The Art of Intuitive Seasoning
Seasoning is an intuitive art. I don’t measure out my salt and pepper — I just eyeball it. This can vary based on personal taste and the type of dish. For example, if you’re making something like a beef stew, you’ll definitely want to use more black pepper than if you were seasoning a chicken breast for roasting.
Essentially, seasoning is when you can leave the recipe behind and add your own flair to a dish. You don’t need to measure out the salt, pepper, and herbs — you know by tasting as you go and adding a pinch of this and that. You know when something needs a boost of flavor or when it’s time to hold back. In practice, that means not necessarily following the salt quantity a recipe calls for, because you know it will taste different depending on how fresh your ingredients are, or how you’re cooking them, or the phase of the moon. It means you can make food that you enjoy more often, because you’re not confined to a script.
Perhaps the most important thing you can do to learn to season intuitively is taste your food early and often. You probably already do this. You dip into your food at regular intervals and think, Okay, does this need a squeeze of lemon to brighten it up? A little splash of vinegar to offset the richness? A pinch of sugar to cut the bitterness? A pinch more salt to bring out all the flavors? Enough salt to make the flavors taste like themselves, but not so salty that it’s the dominant flavor? I think it’s a little salty. Am I crazy? You probably do all of these things pretty regularly and don’t even think about it. Eventually, you won’t be asking yourself these questions any more. You’ll just know. And you’ll also be able to tell when the balance of flavors has gone off, which happens sometimes if you’re working with seasonal ingredients that vary in flavor from one week to the next.
And what I love most about this is the permission to adjust. Perhaps the tomatoes were too acidic that day, so I add a squeeze of carrot or a drizzle of honey. Maybe they were sweeter the following week, so I need a pinch more salt. You are now having a conversation with your ingredients, not performing a rote action, so even in the most rushed of moments, there’s a sense of spontaneity to the food.

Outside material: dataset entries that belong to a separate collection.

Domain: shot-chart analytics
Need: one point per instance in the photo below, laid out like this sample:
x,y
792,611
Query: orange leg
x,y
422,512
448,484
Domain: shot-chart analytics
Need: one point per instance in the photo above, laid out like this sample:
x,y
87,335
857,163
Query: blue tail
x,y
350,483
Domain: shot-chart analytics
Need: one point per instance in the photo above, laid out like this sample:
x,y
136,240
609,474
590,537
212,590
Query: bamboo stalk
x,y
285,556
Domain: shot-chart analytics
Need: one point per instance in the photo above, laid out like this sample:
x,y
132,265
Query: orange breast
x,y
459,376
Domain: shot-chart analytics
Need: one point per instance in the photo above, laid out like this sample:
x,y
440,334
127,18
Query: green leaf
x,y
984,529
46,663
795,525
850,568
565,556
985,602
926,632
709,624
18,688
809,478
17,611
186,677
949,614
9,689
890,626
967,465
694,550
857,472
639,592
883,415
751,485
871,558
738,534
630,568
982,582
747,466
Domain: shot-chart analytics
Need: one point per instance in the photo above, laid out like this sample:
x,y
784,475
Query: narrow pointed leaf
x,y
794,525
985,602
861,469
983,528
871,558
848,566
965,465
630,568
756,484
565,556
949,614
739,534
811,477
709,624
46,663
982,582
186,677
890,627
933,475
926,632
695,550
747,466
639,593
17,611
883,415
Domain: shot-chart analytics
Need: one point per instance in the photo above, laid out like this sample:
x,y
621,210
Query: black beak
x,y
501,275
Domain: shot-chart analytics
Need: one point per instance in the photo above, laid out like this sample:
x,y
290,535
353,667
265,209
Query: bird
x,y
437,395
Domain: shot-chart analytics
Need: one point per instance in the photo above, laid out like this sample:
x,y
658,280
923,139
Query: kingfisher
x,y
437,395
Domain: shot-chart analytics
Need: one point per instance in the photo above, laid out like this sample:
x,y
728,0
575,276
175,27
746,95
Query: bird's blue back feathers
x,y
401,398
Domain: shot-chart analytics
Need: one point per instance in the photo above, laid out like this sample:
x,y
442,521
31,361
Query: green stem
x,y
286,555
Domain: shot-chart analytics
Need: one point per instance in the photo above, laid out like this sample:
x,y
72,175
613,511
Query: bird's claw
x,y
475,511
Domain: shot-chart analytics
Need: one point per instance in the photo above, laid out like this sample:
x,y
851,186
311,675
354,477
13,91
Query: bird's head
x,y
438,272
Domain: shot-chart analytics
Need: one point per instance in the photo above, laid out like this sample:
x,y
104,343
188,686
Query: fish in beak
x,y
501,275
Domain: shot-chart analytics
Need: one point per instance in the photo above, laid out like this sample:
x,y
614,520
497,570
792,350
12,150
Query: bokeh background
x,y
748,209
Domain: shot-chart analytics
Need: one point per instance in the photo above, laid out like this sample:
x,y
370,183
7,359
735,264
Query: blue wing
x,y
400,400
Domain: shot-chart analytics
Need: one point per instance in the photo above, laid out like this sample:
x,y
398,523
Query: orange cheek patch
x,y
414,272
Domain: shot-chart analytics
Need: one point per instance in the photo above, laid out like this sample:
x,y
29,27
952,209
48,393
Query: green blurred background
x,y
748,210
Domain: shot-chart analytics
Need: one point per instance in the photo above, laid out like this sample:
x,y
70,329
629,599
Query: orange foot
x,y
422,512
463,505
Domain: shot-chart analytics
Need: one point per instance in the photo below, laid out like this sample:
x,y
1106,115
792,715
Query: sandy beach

Besides these benefits, this practice will make you appreciate high quality ingredients and selective purchasing even more. If you are not using a pre-fab spice blend to tell you how much of what ingredients to use, it follows that you will naturally choose a few fresh, potent sprigs of thyme rather than a handful of dried thyme, a few flaky crystals of high quality sea salt instead of a tablespoon of bargain salt, and a tablespoon or two of warm, roasted spices you toasted and ground yourself instead of twice as much of the pre-ground, stale equivalents. And though the individual changes seem insignificant, their cumulative effect is significant. For example, when I oven roast vegetables and season with nothing but a generous drizzle of olive oil, a pinch of nice sea salt and a few sprigs of thyme, the results somehow taste fancy, even though they are one of the simplest dishes you can make, and I think this is the effect of not taking any of these ingredients for granted.
Ultimately, learning to season intuitively empowers you to claim your cooking. Dishes are no longer someone else’s ideas but your own, dictated by your tastes, your whims, and what you have on hand. Such agency makes the daily grind worthwhile and rewarding, rendering a typically mundane task into a miniature act of culinary art that stays with you long after the dinner dishes have been done.